I once unplugged the TV for a month. It was summer, the season of long walks, barbecues ... and reruns. But if I really wanted to prove I could break free from evening sessions of tube-induced passivity, I'd have to make it through a New England winter. In the darkest, coldest months, I would no longer be able to escape to the passionate politics of "The West Wing" or the passion-fruit pablum of "reality" dating.
This winter, I had my test.
A year ago I moved into my own place, just a few minutes' drive from my former roommate - and her television. Friends offered me a spare, but I declined. Living alone was an opportunity to choose deliberately how I wanted to live. And I had a hunch that being TV-free would help me leap into all those things I wanted to do but didn't seem to have time for. I offer my story in honor of TV-Turnoff Week. Millions of people in the United States and 10 other countries are celebrating it April 25-May 1, according to the TV-Turnoff Network, which promotes alternatives to excessive screen time.
I wondered if I would feel lonely, but decided it would be better not to try to fill a void with fictional friends. In the first month or so, I weaned myself from my favorite shows by visiting real friends and watching with them.

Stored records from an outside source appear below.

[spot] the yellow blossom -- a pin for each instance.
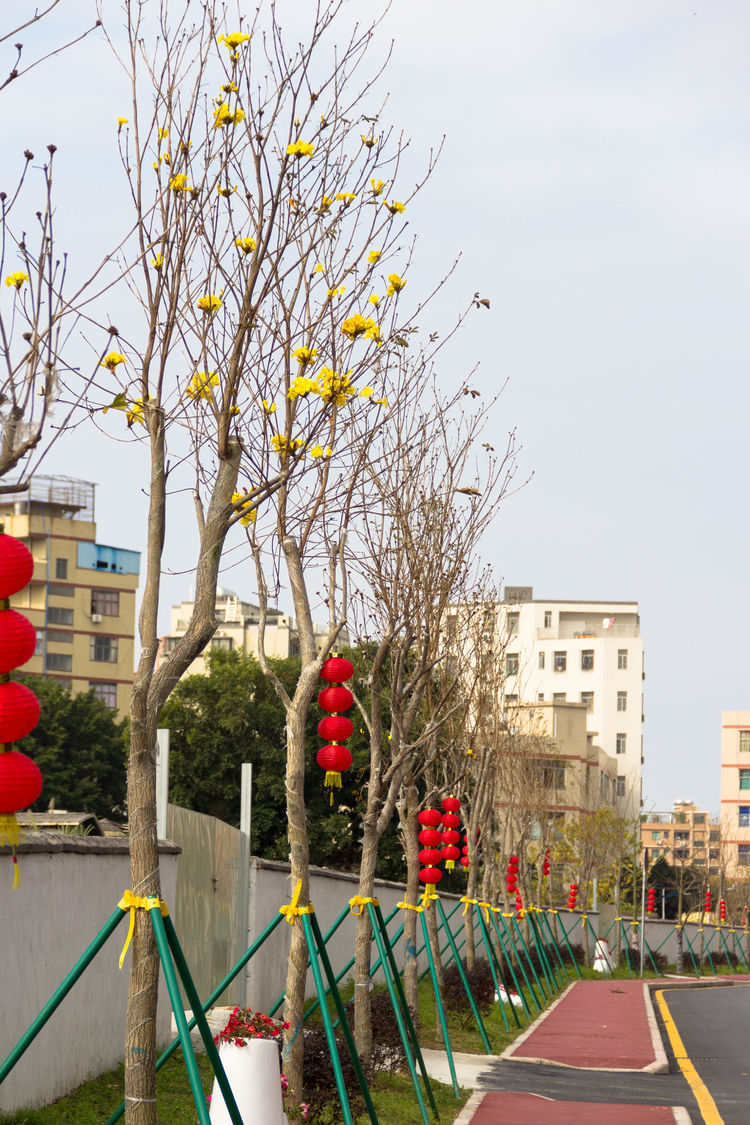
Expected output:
(305, 354)
(246, 506)
(335, 387)
(357, 325)
(225, 116)
(233, 41)
(283, 446)
(179, 182)
(300, 149)
(209, 304)
(111, 360)
(300, 387)
(395, 284)
(200, 385)
(16, 280)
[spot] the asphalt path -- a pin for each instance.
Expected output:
(714, 1026)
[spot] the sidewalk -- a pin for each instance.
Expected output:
(595, 1025)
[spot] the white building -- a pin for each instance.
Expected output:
(570, 651)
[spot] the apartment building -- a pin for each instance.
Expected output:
(735, 792)
(685, 837)
(580, 651)
(81, 597)
(237, 623)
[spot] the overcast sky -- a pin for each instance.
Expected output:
(595, 179)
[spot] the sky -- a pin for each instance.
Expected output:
(595, 181)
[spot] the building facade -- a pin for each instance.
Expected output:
(580, 651)
(735, 792)
(81, 597)
(685, 837)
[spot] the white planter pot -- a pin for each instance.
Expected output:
(255, 1079)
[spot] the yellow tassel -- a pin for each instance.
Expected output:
(9, 830)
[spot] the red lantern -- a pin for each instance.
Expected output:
(335, 761)
(335, 728)
(20, 784)
(336, 668)
(16, 566)
(19, 711)
(17, 639)
(335, 699)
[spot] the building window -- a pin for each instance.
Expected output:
(105, 692)
(104, 649)
(59, 617)
(106, 602)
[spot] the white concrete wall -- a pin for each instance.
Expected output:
(69, 888)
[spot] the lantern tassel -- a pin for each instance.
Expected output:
(9, 830)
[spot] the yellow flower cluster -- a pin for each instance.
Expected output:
(209, 304)
(225, 116)
(395, 284)
(359, 325)
(111, 360)
(200, 385)
(246, 506)
(16, 280)
(285, 446)
(300, 149)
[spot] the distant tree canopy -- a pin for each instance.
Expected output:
(80, 747)
(231, 716)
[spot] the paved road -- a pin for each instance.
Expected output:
(714, 1025)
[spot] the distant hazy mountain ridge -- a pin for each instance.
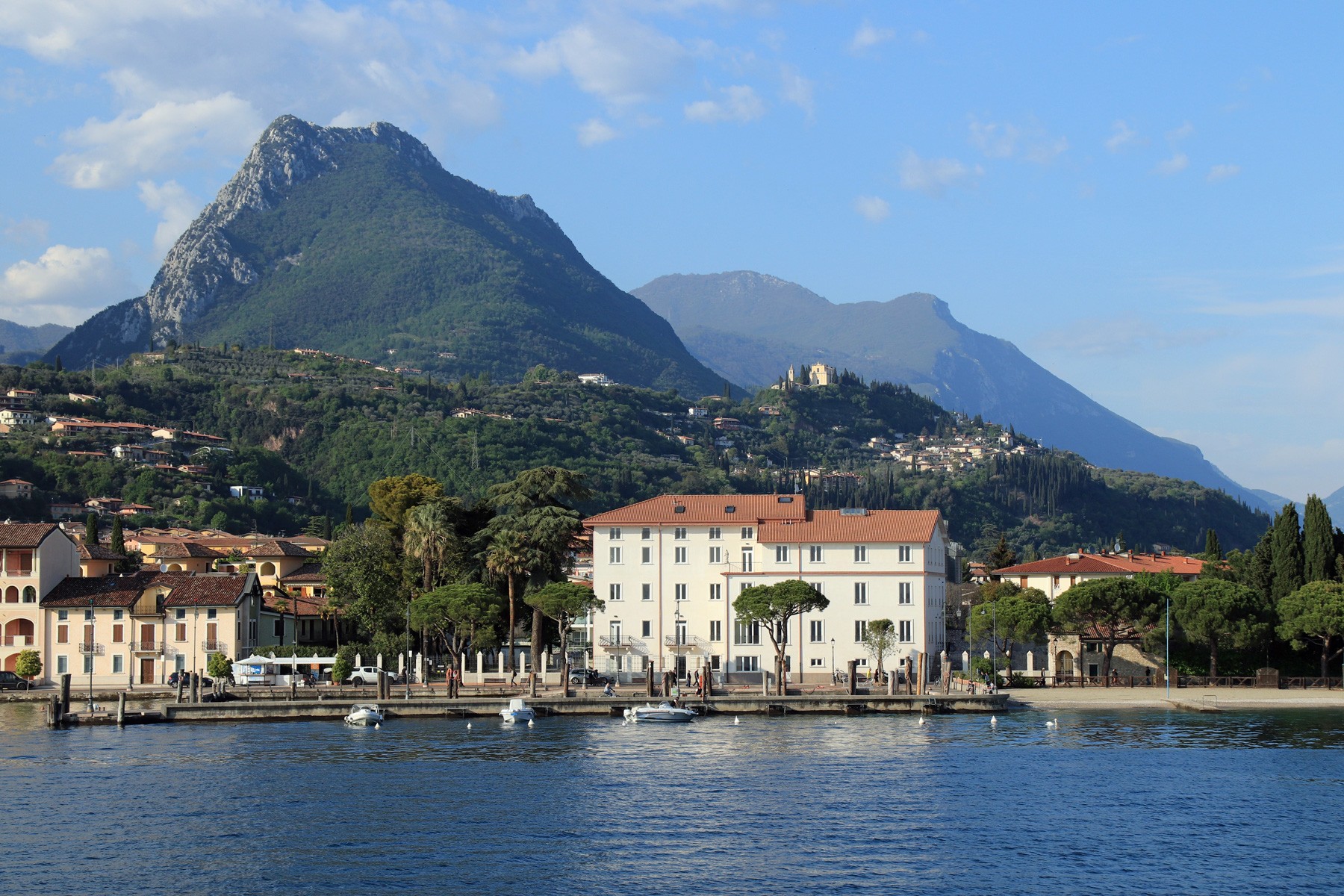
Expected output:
(356, 240)
(752, 327)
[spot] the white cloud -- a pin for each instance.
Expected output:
(594, 131)
(617, 60)
(62, 287)
(739, 104)
(1174, 166)
(111, 152)
(933, 176)
(176, 210)
(797, 90)
(874, 208)
(868, 37)
(1122, 136)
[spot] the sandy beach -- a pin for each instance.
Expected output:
(1194, 699)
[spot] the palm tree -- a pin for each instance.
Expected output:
(508, 556)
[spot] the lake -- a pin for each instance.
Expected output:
(1139, 801)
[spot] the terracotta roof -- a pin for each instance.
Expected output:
(25, 535)
(1104, 563)
(276, 548)
(703, 509)
(305, 574)
(181, 550)
(875, 526)
(99, 553)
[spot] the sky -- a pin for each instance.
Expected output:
(1144, 198)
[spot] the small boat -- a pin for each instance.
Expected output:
(662, 712)
(517, 711)
(364, 714)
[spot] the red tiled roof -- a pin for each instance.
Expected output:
(702, 509)
(877, 526)
(25, 535)
(1104, 563)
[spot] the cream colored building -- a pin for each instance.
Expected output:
(670, 567)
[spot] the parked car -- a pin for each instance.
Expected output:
(369, 676)
(186, 680)
(591, 677)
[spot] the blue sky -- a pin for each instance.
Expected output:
(1142, 198)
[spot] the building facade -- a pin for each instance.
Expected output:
(670, 567)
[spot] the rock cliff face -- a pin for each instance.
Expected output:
(356, 240)
(752, 327)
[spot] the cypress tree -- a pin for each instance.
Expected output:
(1317, 541)
(1288, 554)
(1213, 550)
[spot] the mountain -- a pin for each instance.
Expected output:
(20, 344)
(356, 240)
(752, 327)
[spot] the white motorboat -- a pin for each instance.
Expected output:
(364, 714)
(662, 712)
(517, 711)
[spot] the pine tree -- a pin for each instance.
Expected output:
(1317, 541)
(1288, 554)
(1213, 550)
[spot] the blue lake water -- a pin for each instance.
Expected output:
(1140, 802)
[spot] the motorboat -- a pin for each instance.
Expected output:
(517, 711)
(662, 712)
(364, 714)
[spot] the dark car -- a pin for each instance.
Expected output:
(591, 677)
(186, 680)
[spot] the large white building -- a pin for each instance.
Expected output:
(670, 567)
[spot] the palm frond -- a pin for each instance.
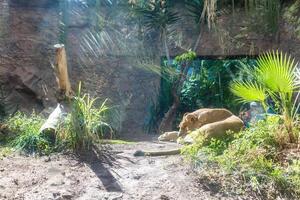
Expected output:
(277, 72)
(248, 91)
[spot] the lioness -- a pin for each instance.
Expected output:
(212, 123)
(201, 117)
(216, 129)
(169, 136)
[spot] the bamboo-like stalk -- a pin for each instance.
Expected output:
(61, 71)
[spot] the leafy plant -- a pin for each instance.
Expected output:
(274, 78)
(86, 123)
(251, 161)
(157, 16)
(27, 136)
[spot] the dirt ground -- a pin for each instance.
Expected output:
(112, 174)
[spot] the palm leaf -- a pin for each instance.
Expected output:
(276, 71)
(248, 91)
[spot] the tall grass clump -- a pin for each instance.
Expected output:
(274, 77)
(86, 123)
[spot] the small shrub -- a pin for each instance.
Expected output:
(250, 162)
(26, 133)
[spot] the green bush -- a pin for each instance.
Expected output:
(251, 160)
(26, 136)
(86, 123)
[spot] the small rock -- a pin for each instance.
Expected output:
(137, 177)
(67, 196)
(164, 197)
(48, 159)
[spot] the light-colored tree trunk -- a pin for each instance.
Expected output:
(64, 89)
(61, 71)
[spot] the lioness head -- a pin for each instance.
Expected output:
(188, 122)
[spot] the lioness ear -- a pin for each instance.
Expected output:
(185, 114)
(193, 118)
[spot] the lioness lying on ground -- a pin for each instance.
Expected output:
(210, 123)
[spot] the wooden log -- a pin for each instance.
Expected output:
(61, 71)
(54, 119)
(64, 90)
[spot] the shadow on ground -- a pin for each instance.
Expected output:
(101, 160)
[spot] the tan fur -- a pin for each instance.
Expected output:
(169, 136)
(210, 123)
(201, 117)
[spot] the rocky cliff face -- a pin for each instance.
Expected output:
(29, 29)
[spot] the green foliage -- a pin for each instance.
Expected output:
(248, 91)
(157, 15)
(86, 123)
(275, 78)
(186, 57)
(291, 15)
(250, 161)
(26, 136)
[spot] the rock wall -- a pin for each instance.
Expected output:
(29, 29)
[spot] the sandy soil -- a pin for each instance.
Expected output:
(114, 173)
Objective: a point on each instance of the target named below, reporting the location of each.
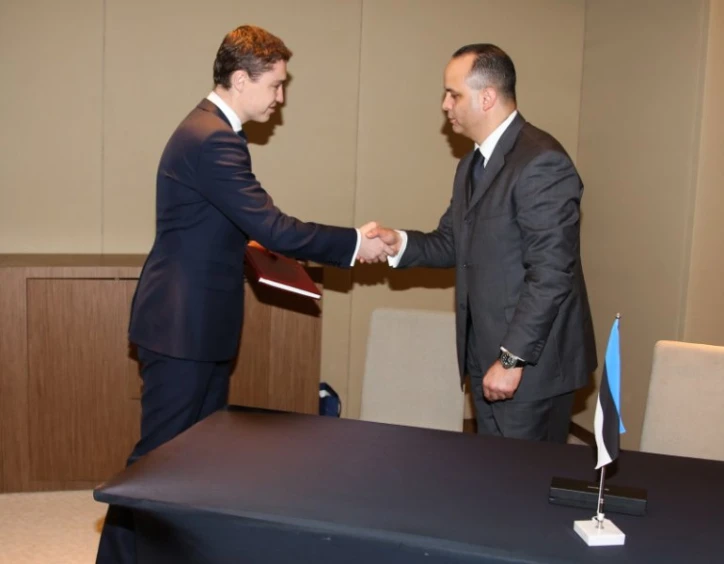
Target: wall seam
(695, 139)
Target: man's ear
(239, 80)
(488, 97)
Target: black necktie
(475, 172)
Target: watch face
(506, 360)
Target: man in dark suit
(187, 312)
(512, 232)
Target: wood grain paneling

Eventually, I just lost track of what was on when. I could no longer join in the buzz at my office about the popular shows.
During the Olympics, it became abundantly clear that some spectacles just don't play well on the radio. The world's eyes were fixed on graceful, gravity-defying feats, and I was wearing a blindfold.
I kept telling people it was an experiment: "We'll see how it goes this winter," I'd say. I considered buying a small TV to keep in the closet and bring out on special occasions.
But for all I was missing, I could feel the balance tipping toward gain.
I found myself breezing through book-club books. I had been in the habit of thinking I was too tired to read after a long day at work, but not too tired to watch TV. Now I was well read and well rested. I started doing volunteer work virtually every week instead of every few months. I called friends who usually heard from me only at the holidays. Sometimes I even reveled in that rare commodity called quiet.
The goal wasn't to give up all visual entertainment. I can play DVDs on my laptop, so when a blizzard was on its way, I lined up in Blockbuster with everybody else. Rather than channel-surfing and landing on something I would later regret, I caught up on some great films.
I found myself resensitized, no longer absorbing images without noticing their warp speed. At a bowling party a few weeks ago, I seemed to be the only one offended when the large-screen TVs behind the pins switched from a sports match to a news break - and we suddenly found ourselves bowling into a crowd of mourners at the Vatican.
Sometime during the winter, the season I thought would be the most difficult, I discovered I had crossed the line from experiment to lifestyle.
I sealed the deal by putting up a shelving unit on the only living room wall that might have logically housed a TV. A friend came over for the first time, took the tour (a few steps in each direction), and then sat down on the couch with a slightly puzzled look. Scanning the room, she asked tentatively, "So, do you not have a TV?"
Whenever I explain my TV-free home, I assure people it's not meant to judge anyone else's TV-viewing choices (after all, I'm glad my friends don't mind me plopping in front of their screens every once in a while).
The response is often a confession: One co-worker admitted she can't help turning her TV on for background noise when her husband is out of town. Others express camaraderie, saying they hardly ever turn theirs on.
I don't know how long my new lifestyle will last. I might suddenly have the urge to reconnect with pop culture and PBS. And if I have children, I think I'd want them to learn, as I did from my parents, how to view with moderation and a critical eye.
But if I do make space for a TV someday, I'm more confident now that I'll still find space for me.
• Stacy A. Teicher is a Monitor staff writer based in Boston.